The Board shall report annually to the Assembly with reports written and signed.
Art. 15
Board of Auditors
The Board of Auditors, optional organ, when and if appointed, has control functions, is elected by the Assembly and is composed of three members and two alternates, chosen also from non-members and remain in office for three years. Appoints its own President.
The Board of Auditors controls the administration, correspondence of the budget accounting records and monitors compliance with the statute.
Attend meetings of Council and assemblies, non-voting and prepares its annual report regarding the final budget.
If this body is legally required, its components will be affixed in the chosen books.
Art. 16
Term of office
The officers last three years and may. They are free, except the right to reimbursement of expenses actually incurred and documented, interests of the Association.
Art. 17
Economic resources
The organization draws its economic resources for the operation and conduct of its activities:
a) contributions from members;
b) contributions of private;
c) State contributions, bodies or public institutions aimed exclusively at supporting specific and documented activities or projects;
d) contributions to international organizations;
and) donations and legacies;
f) refunds resulting from agreements;
g) revenue from commercial activities and marginal production.
The funds are deposited with the bank established by the Board of Directors.
All economic resources paid the Association shall be used to achieve the statutory purposes.
Art. 18
Balance
Each year must be prepared, by the Board of Directors, the budget and final accounts to be submitted to the Assembly which will decide by majority vote.
From the final budget must be the property, contributions and bequests received.
The annual budget is prepared and submitted to the shareholders within 4 months after the close of.

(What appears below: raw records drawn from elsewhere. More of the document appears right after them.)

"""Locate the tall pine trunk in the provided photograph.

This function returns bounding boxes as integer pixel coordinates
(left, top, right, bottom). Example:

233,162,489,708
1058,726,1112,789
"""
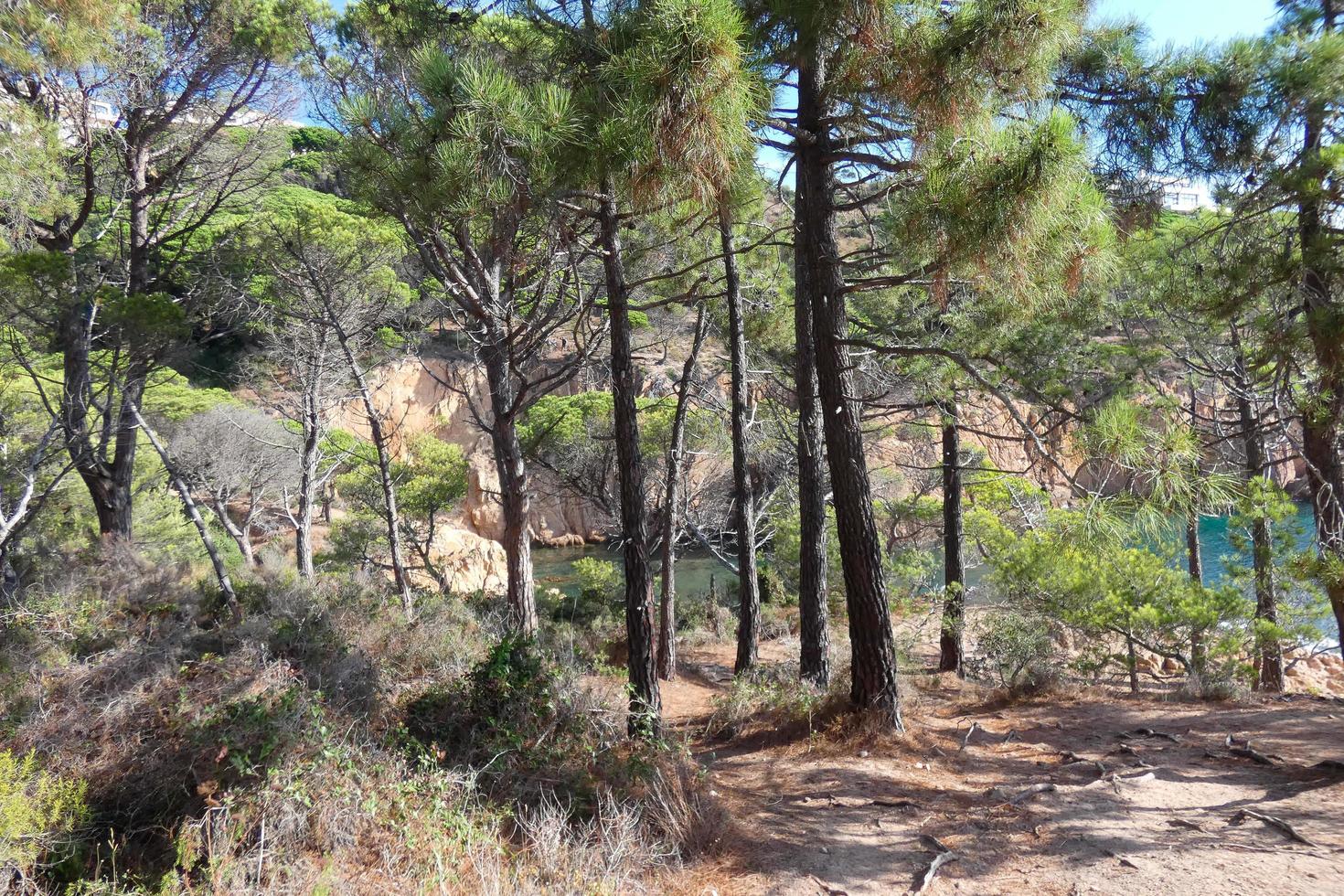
658,305,706,681
336,329,415,619
484,340,538,638
719,197,761,675
1232,333,1284,693
795,44,904,731
1297,0,1344,653
1186,383,1204,676
793,157,830,688
131,406,243,624
598,184,663,736
938,398,966,675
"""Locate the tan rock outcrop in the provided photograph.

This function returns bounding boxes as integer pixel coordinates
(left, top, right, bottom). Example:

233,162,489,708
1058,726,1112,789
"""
430,528,508,595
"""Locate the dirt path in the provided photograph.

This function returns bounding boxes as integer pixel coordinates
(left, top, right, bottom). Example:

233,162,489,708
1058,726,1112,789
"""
664,645,1344,896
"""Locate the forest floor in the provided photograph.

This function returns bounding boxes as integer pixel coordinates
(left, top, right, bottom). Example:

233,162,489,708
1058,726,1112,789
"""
663,642,1344,896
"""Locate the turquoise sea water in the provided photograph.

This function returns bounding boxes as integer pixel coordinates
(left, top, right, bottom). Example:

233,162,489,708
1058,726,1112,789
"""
532,504,1316,601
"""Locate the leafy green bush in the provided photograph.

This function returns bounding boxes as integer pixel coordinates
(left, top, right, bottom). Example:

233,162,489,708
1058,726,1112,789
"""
0,750,89,874
976,610,1063,693
706,669,840,738
289,125,341,153
404,635,624,799
570,558,621,601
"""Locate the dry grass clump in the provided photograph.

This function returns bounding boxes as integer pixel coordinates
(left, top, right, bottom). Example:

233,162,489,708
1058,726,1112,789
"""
706,664,847,741
4,553,721,895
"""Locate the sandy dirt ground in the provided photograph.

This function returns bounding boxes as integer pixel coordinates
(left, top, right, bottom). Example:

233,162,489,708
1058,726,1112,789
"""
664,645,1344,896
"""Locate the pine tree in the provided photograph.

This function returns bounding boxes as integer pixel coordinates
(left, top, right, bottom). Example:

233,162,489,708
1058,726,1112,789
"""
752,0,1082,728
1061,0,1344,650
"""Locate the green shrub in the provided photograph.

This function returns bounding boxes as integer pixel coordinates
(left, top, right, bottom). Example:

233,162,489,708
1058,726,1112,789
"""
0,750,89,874
570,558,621,602
976,610,1061,692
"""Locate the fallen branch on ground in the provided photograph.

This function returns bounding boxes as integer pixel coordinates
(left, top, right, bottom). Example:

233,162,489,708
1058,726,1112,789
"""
915,834,961,896
961,721,984,750
1227,808,1320,847
1059,750,1106,776
1115,728,1180,744
1004,781,1059,806
1223,735,1275,765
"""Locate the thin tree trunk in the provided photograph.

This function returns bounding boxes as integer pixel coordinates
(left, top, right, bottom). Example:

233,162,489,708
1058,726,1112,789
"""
658,304,706,681
336,334,415,619
719,205,761,675
598,182,663,736
938,398,966,676
797,46,904,731
209,495,257,566
483,340,538,638
294,389,321,579
793,157,830,688
131,406,242,624
1186,383,1204,676
1232,333,1284,693
1125,634,1138,696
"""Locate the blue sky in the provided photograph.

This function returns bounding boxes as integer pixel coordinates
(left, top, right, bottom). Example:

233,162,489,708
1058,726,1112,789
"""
1094,0,1275,44
332,0,1275,43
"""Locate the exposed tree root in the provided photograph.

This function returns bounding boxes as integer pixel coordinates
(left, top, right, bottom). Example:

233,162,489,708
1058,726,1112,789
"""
915,832,956,896
1227,808,1320,847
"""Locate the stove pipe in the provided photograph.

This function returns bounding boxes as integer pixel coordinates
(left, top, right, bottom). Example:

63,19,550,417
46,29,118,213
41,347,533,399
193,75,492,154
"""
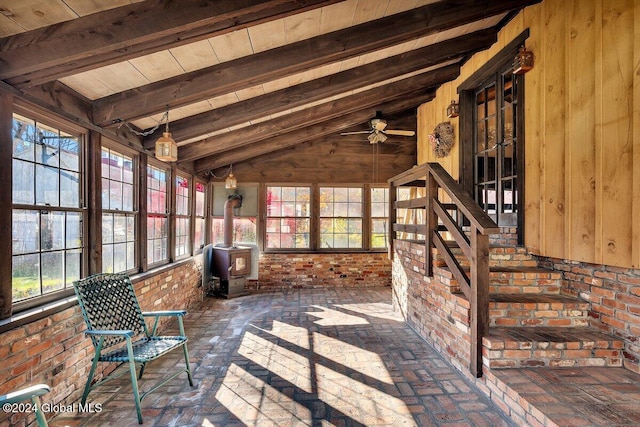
222,193,242,248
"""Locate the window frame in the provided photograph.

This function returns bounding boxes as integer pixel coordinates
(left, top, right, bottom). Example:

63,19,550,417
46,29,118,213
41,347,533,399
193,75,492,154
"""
191,178,211,255
259,182,389,253
99,144,138,274
141,156,174,270
8,104,91,312
174,169,195,261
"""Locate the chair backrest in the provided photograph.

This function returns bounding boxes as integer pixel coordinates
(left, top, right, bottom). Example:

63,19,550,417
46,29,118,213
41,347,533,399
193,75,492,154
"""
73,273,147,348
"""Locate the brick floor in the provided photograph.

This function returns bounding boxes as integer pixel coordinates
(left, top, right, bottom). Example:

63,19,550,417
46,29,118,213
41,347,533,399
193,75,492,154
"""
50,288,513,427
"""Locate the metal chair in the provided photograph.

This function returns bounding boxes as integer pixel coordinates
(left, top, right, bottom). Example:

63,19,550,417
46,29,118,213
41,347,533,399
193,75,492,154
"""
73,274,193,424
0,384,51,427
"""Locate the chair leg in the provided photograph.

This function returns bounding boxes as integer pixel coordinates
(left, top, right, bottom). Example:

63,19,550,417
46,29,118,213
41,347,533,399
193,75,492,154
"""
127,338,142,424
81,344,104,406
178,317,193,387
31,396,49,427
182,343,193,387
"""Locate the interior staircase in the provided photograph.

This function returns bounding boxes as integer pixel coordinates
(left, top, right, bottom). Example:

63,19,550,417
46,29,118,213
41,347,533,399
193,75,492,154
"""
436,243,624,369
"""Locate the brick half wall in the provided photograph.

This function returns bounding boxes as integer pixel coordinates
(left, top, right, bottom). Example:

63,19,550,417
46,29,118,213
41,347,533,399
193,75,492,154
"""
392,241,471,375
254,252,391,290
0,257,202,427
539,257,640,373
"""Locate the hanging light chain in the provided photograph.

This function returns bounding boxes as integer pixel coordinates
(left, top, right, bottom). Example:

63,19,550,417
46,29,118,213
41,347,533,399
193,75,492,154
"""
118,107,169,136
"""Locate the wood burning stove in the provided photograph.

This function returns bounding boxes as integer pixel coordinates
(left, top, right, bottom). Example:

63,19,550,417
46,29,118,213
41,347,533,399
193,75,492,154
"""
212,193,251,298
213,246,251,298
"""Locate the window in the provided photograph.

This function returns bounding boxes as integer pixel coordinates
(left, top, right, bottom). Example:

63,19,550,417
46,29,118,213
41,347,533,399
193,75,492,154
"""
266,187,311,249
11,114,85,302
175,175,191,258
102,147,136,273
147,165,169,265
320,187,362,249
193,182,207,252
211,185,258,244
371,187,389,249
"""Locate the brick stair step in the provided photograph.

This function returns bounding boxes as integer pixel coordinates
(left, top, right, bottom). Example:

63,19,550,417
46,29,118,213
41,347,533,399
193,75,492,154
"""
489,267,562,294
489,293,589,327
434,261,562,295
433,244,538,267
482,327,624,369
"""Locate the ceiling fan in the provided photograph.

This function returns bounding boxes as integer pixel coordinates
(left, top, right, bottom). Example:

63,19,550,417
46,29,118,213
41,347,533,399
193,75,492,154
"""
340,111,416,144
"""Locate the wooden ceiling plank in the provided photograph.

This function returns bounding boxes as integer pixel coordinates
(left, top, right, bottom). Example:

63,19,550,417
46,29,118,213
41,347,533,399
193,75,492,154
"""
194,89,435,173
144,29,497,148
178,65,460,161
94,0,540,126
0,0,343,86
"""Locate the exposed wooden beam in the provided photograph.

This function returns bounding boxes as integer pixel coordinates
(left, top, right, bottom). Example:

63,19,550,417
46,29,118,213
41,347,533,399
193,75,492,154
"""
144,28,497,148
178,65,460,161
0,0,343,86
194,89,435,173
94,0,540,126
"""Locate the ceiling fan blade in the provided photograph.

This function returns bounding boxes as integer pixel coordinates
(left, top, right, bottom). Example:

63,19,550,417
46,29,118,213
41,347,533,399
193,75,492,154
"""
371,118,387,131
367,132,387,144
340,130,371,135
384,129,416,136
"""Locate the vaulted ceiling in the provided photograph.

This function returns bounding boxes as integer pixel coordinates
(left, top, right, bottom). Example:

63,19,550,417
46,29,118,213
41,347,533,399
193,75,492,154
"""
0,0,536,176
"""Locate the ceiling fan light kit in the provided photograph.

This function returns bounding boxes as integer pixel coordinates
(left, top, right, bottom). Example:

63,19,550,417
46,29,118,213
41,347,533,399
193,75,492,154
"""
340,111,416,144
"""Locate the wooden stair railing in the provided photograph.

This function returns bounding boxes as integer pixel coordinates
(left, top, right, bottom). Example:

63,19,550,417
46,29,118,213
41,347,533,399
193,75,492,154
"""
389,163,500,377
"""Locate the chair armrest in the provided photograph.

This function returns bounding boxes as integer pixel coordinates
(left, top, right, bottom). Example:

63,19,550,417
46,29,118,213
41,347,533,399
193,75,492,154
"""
142,310,187,317
84,329,135,338
0,384,51,403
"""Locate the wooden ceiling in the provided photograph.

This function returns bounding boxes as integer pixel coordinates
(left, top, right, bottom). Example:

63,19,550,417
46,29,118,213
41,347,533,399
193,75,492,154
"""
0,0,537,176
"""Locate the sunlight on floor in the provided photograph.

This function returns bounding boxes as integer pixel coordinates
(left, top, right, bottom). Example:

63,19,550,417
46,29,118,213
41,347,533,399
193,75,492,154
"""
336,302,403,322
215,304,416,427
316,365,417,426
251,320,311,350
238,331,311,393
305,305,369,326
216,363,312,427
313,332,393,384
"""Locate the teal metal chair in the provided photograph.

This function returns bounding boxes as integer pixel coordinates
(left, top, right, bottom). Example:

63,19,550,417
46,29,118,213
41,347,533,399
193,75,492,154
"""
73,274,193,424
0,384,51,427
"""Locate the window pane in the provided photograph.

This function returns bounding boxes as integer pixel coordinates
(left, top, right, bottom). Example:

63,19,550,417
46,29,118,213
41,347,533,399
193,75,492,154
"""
12,114,36,162
40,211,65,250
265,187,311,249
36,165,60,206
320,187,363,248
60,134,80,172
13,159,35,205
196,182,206,216
11,254,42,301
41,251,65,293
60,171,80,208
12,209,40,255
12,114,85,301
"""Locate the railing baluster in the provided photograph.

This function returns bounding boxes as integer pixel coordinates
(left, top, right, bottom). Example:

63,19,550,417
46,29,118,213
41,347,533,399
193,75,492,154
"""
389,163,499,377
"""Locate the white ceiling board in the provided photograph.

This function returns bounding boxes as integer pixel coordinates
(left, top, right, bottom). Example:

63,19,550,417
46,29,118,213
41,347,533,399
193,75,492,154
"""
64,0,143,16
284,9,322,43
352,0,389,25
0,0,78,31
209,30,253,62
170,40,220,73
320,0,358,33
129,50,184,82
248,19,286,53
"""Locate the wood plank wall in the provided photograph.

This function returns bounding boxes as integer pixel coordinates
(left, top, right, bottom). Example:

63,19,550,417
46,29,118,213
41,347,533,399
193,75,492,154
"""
418,0,640,268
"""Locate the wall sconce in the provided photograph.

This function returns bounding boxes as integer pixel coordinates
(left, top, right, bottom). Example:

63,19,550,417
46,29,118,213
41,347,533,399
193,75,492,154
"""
447,100,460,119
156,106,178,162
224,165,238,190
513,46,533,74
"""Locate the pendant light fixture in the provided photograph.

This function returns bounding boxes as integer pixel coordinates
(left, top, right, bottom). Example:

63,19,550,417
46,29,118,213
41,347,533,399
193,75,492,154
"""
156,105,178,162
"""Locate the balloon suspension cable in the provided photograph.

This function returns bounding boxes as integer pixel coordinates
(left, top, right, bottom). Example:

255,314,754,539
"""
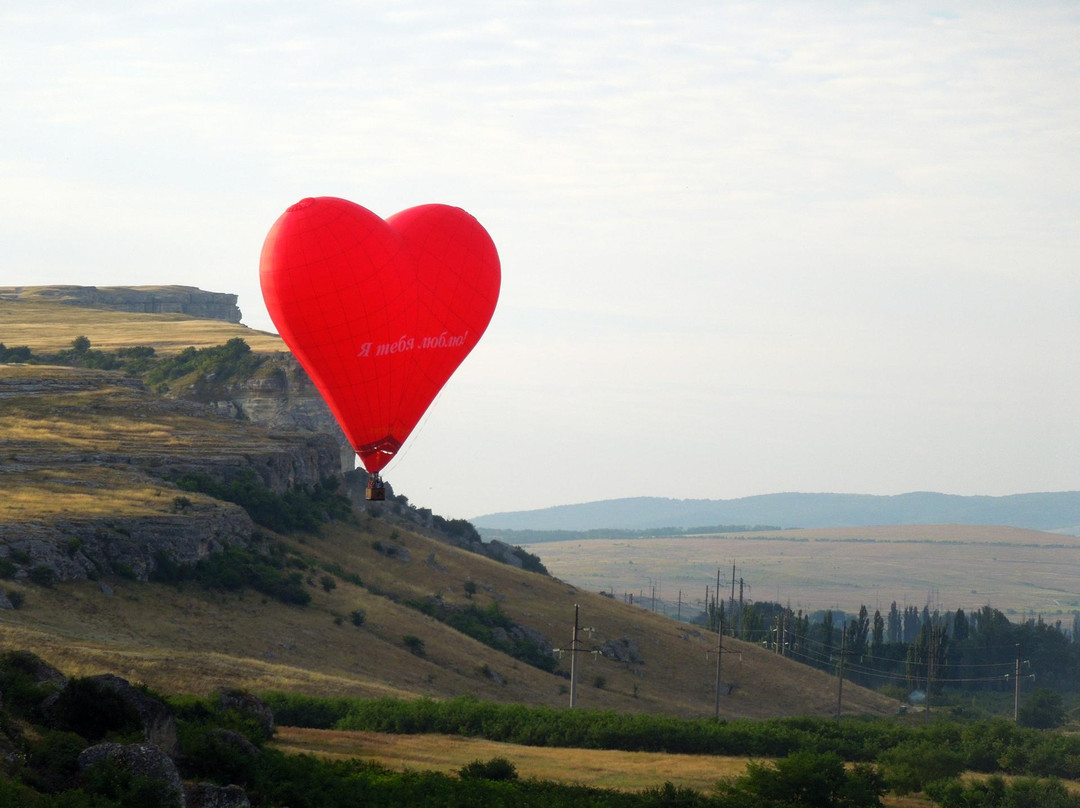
364,471,387,502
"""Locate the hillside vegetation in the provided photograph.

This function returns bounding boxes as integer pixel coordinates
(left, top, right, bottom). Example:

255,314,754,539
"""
0,291,895,717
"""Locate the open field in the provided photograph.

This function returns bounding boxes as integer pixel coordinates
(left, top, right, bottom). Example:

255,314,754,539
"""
525,525,1080,620
273,727,748,793
0,300,286,354
272,727,946,808
0,512,895,717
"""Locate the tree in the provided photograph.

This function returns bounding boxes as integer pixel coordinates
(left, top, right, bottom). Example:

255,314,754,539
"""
718,751,885,808
953,609,970,643
870,609,885,659
821,609,833,657
1016,687,1065,729
889,601,904,645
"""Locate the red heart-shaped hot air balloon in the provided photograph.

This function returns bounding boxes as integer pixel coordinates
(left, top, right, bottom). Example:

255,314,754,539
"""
259,197,500,473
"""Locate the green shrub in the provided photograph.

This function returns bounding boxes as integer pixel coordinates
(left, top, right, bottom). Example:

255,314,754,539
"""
176,469,352,533
719,752,885,808
458,757,517,780
1016,687,1065,729
26,564,56,587
878,740,964,796
52,678,143,741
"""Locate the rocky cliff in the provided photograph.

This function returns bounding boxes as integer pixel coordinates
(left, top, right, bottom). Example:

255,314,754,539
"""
0,365,340,580
0,286,241,323
205,353,356,472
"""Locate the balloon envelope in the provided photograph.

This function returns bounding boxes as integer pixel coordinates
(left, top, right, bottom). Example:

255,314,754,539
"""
259,197,500,473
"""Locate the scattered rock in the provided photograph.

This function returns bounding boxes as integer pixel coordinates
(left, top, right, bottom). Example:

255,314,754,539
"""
184,783,252,808
78,743,184,808
218,687,274,740
374,541,413,562
600,637,645,663
87,673,180,755
210,727,259,757
3,650,67,689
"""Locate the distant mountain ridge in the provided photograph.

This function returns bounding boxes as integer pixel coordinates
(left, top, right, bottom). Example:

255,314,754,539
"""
470,491,1080,533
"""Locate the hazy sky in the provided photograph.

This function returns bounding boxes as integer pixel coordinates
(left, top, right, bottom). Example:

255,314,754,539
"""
0,0,1080,517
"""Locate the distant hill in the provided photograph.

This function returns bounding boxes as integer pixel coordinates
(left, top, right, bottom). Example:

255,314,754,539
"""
471,491,1080,534
0,289,896,721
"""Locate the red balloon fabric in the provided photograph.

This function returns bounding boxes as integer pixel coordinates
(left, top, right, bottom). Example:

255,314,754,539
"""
259,197,501,473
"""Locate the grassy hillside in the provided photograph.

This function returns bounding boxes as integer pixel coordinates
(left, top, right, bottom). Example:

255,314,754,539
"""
0,517,895,716
0,291,895,716
523,525,1080,623
0,300,285,354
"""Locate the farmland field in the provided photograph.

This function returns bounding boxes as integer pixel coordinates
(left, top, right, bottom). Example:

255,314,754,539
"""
524,525,1080,623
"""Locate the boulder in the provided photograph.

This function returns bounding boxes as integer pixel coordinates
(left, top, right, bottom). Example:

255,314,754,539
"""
184,783,252,808
87,673,180,756
78,743,184,808
218,687,273,740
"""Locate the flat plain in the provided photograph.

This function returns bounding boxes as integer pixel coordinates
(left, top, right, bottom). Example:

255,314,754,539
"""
524,525,1080,623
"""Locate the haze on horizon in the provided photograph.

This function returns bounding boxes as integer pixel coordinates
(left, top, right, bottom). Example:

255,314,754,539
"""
0,0,1080,517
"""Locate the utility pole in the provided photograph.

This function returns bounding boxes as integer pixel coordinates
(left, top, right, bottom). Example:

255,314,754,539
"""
836,620,848,723
570,604,578,710
716,566,720,631
926,622,937,721
739,578,743,638
713,613,724,719
728,558,735,636
1013,643,1020,724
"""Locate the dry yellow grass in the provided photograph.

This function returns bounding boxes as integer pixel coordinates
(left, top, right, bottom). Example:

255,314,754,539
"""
0,300,285,354
0,466,198,522
525,525,1080,616
0,301,895,717
0,505,895,717
273,727,750,793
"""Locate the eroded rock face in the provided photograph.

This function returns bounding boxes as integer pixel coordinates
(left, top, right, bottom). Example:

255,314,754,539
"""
78,743,184,808
211,353,356,472
218,687,273,740
184,783,252,808
0,368,340,583
0,502,255,581
89,673,180,757
0,286,241,323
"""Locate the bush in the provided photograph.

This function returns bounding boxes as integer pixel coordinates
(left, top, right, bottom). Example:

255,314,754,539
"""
878,740,964,796
458,757,517,780
52,678,143,741
1016,687,1065,729
719,752,885,808
26,564,56,587
174,469,352,533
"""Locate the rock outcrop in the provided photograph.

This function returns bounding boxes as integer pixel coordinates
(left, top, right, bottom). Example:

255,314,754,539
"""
89,673,180,757
208,353,356,472
78,743,184,808
0,286,241,323
0,366,340,582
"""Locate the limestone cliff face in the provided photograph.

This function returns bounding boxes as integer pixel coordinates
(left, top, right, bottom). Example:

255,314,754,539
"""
0,365,340,580
0,286,241,323
210,353,356,472
0,502,255,581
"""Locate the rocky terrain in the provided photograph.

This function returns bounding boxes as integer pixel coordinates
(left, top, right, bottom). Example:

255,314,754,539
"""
0,286,241,323
0,366,340,587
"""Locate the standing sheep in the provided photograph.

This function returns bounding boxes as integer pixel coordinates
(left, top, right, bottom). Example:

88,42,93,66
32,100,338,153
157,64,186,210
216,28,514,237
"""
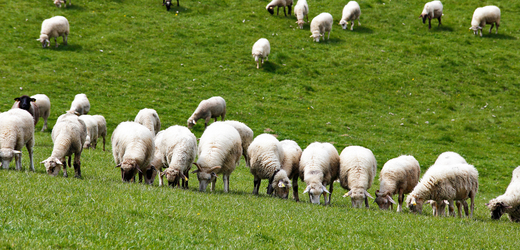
311,13,333,42
0,109,34,171
251,38,271,69
339,1,361,30
375,155,421,212
36,16,69,48
339,146,377,208
299,142,339,205
192,122,242,193
111,122,156,184
188,96,226,129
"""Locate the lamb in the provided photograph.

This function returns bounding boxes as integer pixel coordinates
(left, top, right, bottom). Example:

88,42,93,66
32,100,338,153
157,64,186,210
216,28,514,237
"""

The financial statements must be filed with the office of the Association in 15 days before the Assembly convened to approve and send e-mail (an extract) members together with the convening of the assembly that provides for their approval and must be made public through appropriate forms of advertising.
The fiscal year of the Association begins January 1 and ends December 31 of each year.
Art. 19
Books of the Association
The Association shall keep the minutes of meetings and resolutions of the Assembly, Board of Directors and the shareholders' register of the Association and any other party authorized by law.
The books of the Association are visible to anyone on request motivated.
Art. 20
Surplus
The Association shall not distribute profits or even indirectly surplus however called, funds and reserves or capital during the life of the Association.
Any profits or surpluses must be used exclusively for institutional activities.
Art. 21
Amendments to the Statute
The proposed amendments to the bylaws may be submitted by the Association for at least one organ or 1/10 of members.
Its deliberations are ratified by the presence of at least 3/4 members and the affirmative vote of a majority of those present.
Art. 22
Dissolution
The dissolution and liquidation of the Association may be proposed and approved by the Board of Directors, with the favorable vote of at least three quarters of the members, Shareholders' Meeting convened with specific agenda. The assets remaining after the depletion of the liquidation are donated to other organizations operating in the same or a comparable field of voluntary social and anyway, according to the provisions of Article. 5, comma 4 Law 266/91.
Art. 23
Standards for reference
For matters not covered by this statute, please refer to the laws in force, with particular reference to the Civil Code, Law No.. 266 11 August 1991 and regional legislation on volunteering.